2000 Big South Conference baseball tournament
- Teams: 8
- Format: Double-elimination
- Finals site: Charles Watson Stadium; Conway, South Carolina;
- Champions: Liberty (3rd title)
- Winning coach: Dave Pastors (2nd title)
- MVP: Jason Suitt (Liberty)

= 2000 Big South Conference baseball tournament =

The 2000 Big South Conference baseball tournament was the postseason baseball tournament for the Big South Conference, held from May 17 through 20 at Charles Watson Stadium, home field of regular season champion Coastal Carolina in Conway, South Carolina.

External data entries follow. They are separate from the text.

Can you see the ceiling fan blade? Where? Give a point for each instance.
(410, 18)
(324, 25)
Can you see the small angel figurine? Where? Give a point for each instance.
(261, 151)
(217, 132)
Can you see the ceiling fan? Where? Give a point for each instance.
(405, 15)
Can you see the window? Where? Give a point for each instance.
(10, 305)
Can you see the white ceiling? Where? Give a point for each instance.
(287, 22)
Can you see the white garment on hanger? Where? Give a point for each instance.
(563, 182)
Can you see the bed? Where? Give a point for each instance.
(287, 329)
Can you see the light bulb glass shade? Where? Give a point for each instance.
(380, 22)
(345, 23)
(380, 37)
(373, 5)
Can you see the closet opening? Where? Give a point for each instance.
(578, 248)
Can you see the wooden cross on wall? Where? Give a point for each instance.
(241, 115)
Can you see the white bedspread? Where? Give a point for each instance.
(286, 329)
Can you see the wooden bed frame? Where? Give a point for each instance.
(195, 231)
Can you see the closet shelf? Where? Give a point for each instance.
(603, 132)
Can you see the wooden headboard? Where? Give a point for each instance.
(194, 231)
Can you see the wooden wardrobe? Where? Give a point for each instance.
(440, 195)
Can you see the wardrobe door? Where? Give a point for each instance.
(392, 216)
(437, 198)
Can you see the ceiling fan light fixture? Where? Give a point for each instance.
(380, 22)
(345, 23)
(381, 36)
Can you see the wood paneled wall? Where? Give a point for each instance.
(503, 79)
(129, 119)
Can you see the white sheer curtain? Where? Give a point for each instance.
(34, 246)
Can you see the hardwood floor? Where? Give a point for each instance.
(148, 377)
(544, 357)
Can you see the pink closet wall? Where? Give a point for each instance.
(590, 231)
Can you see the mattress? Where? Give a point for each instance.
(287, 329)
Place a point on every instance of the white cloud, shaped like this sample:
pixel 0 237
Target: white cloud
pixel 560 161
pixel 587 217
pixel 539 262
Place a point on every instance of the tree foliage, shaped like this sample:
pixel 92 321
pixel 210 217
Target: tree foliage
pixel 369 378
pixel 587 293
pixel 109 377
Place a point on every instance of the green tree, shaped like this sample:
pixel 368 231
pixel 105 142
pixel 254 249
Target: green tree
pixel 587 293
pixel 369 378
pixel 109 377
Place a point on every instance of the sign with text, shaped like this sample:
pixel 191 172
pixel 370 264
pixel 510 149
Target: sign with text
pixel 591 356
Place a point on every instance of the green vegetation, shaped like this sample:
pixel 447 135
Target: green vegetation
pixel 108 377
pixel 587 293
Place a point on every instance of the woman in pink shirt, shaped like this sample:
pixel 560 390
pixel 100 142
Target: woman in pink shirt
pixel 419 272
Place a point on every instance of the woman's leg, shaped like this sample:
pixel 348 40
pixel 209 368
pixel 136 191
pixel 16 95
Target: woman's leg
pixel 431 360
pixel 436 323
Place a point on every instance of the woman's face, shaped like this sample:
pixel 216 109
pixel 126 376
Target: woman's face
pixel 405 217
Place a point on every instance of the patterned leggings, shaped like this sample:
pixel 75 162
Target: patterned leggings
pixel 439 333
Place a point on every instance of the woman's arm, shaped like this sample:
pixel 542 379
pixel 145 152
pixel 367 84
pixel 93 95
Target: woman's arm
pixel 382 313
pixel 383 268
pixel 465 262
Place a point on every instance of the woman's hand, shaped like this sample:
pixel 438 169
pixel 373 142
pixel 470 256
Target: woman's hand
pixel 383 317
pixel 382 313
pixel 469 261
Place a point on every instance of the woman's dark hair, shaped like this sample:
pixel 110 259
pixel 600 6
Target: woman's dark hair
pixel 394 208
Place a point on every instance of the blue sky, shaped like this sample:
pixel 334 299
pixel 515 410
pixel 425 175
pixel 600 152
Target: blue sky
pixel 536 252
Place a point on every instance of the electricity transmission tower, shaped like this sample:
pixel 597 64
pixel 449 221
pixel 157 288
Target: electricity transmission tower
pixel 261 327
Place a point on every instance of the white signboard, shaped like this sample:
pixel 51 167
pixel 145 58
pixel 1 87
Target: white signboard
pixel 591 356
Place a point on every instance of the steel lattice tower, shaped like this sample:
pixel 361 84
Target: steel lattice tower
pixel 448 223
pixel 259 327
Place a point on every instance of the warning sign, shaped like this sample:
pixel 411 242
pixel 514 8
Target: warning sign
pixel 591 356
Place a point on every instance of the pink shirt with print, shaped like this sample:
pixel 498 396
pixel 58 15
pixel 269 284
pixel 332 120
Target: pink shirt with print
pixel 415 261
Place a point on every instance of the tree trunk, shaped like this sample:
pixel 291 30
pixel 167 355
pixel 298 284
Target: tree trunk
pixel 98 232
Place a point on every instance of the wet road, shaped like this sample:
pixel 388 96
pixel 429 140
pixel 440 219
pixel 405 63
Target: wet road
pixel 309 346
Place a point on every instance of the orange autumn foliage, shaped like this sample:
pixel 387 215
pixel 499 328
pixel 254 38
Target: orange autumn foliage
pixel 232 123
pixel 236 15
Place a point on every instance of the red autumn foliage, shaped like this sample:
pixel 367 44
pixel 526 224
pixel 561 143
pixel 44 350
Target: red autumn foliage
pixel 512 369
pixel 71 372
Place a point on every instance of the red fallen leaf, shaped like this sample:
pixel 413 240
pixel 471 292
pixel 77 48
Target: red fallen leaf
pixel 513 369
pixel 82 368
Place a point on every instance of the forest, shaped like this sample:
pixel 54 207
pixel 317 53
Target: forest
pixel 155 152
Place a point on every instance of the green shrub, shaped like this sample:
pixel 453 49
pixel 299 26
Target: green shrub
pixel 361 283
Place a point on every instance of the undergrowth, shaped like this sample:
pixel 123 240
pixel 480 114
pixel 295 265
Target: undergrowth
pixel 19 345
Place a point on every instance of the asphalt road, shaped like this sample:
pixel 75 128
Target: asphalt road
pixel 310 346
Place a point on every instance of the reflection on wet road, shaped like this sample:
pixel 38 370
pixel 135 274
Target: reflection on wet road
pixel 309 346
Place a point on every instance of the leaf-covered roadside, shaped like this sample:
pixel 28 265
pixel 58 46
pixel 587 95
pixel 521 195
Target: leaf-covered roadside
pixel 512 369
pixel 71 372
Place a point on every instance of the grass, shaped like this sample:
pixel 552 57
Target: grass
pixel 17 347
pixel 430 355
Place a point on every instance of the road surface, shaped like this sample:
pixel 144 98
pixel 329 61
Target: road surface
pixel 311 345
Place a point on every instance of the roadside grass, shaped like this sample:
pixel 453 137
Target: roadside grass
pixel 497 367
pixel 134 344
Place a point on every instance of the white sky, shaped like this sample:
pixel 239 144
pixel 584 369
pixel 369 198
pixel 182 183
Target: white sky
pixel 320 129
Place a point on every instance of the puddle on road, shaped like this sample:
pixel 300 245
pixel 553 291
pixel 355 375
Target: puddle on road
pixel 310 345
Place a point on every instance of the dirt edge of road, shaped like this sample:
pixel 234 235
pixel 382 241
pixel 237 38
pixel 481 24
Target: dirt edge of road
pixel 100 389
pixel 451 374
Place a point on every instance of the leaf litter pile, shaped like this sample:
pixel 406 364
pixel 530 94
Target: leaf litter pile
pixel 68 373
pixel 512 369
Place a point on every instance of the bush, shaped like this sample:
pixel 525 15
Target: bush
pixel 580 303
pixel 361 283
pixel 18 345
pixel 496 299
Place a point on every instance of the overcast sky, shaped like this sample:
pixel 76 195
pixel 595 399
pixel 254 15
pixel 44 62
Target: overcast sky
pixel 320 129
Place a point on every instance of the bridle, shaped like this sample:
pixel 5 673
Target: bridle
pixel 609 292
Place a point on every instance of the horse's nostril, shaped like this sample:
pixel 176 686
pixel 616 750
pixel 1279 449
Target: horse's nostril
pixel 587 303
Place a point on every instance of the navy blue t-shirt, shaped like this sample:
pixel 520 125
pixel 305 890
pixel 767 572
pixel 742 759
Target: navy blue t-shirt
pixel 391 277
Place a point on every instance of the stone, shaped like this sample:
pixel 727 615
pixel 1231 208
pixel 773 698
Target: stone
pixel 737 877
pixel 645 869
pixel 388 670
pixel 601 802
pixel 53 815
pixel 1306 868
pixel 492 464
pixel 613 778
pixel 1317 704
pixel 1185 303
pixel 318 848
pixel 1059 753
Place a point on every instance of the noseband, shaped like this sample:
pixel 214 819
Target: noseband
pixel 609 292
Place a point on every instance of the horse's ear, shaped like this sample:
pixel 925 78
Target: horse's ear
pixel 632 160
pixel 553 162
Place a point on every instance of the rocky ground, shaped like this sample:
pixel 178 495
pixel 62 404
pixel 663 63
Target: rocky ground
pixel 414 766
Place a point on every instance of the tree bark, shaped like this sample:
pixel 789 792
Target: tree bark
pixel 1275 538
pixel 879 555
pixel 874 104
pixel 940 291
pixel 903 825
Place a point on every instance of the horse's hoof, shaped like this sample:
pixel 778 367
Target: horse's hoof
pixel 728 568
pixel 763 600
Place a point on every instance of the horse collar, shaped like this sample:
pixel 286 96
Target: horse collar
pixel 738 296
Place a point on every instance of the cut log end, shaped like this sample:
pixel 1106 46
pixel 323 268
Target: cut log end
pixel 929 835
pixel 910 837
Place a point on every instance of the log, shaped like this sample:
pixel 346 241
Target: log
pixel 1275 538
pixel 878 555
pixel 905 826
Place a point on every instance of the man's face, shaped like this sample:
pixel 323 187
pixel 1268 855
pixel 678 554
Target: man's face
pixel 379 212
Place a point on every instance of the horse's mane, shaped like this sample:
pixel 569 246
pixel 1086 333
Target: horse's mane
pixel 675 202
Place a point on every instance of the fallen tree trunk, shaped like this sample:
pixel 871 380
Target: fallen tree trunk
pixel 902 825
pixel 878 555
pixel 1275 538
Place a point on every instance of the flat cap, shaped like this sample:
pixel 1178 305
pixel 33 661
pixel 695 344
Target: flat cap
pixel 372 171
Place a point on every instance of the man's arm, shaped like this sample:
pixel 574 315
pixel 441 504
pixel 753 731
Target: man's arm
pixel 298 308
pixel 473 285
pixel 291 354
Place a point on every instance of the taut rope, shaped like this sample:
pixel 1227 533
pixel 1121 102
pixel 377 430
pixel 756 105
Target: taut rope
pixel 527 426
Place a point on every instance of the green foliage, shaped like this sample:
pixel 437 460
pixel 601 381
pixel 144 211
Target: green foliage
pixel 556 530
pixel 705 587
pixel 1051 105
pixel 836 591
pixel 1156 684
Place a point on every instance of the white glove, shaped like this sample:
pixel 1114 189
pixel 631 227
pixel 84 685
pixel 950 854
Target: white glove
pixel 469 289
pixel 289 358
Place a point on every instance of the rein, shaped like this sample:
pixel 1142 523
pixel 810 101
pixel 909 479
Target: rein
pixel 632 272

All eight teams participated in the double-elimination tournament. The champion, , won the title for the third time, and second in three seasons, and earned an invitation to the 2000 NCAA Division I baseball tournament.

==Format==
All teams qualified for the tournament. The teams were seeded one through eight based on conference winning percentage and played a double-elimination tournament.

| Team | W | L | Pct. | GB | Seed |
|---|---|---|---|---|---|
| Liberty | 14 | 5 | .737 | — | 1 |
| Charleston Southern | 14 | 7 | .667 | 1 | 2 |
| Radford | 12 | 7 | .632 | 2 | 3 |
| Coastal Carolina | 11 | 10 | .542 | 4 | 4 |
| Elon | 11 | 10 | .542 | 4 | 5 |
| Winthrop | 7 | 14 | .333 | 8 | 6 |
| UNC Asheville | 7 | 14 | .333 | 8 | 7 |
| High Point | 6 | 15 | .286 | 9 | 8 |

==All-Tournament Team==

| Name | School |
|---|---|
| Keith Butler | Liberty |
| Matt Coenen | Charleston Southern |
| Richard Gommersall | Charleston Southern |
| Todd Leathers | Winthrop |
| Ted Malikowski | Charleston Southern |
| Brandon Powell | Coastal Carolina |
| Patrick Siemers | Charleston Southern |
| Jason Suitt | Liberty |
| Jay Sullenger | Liberty |
| Josh Ury | Winthrop |
| Larry York | Liberty |
| Fred Wray | Radford |

===Most Valuable Player===
Jason Suitt was named Tournament Most Valuable Player. Suitt was a pitcher for Liberty.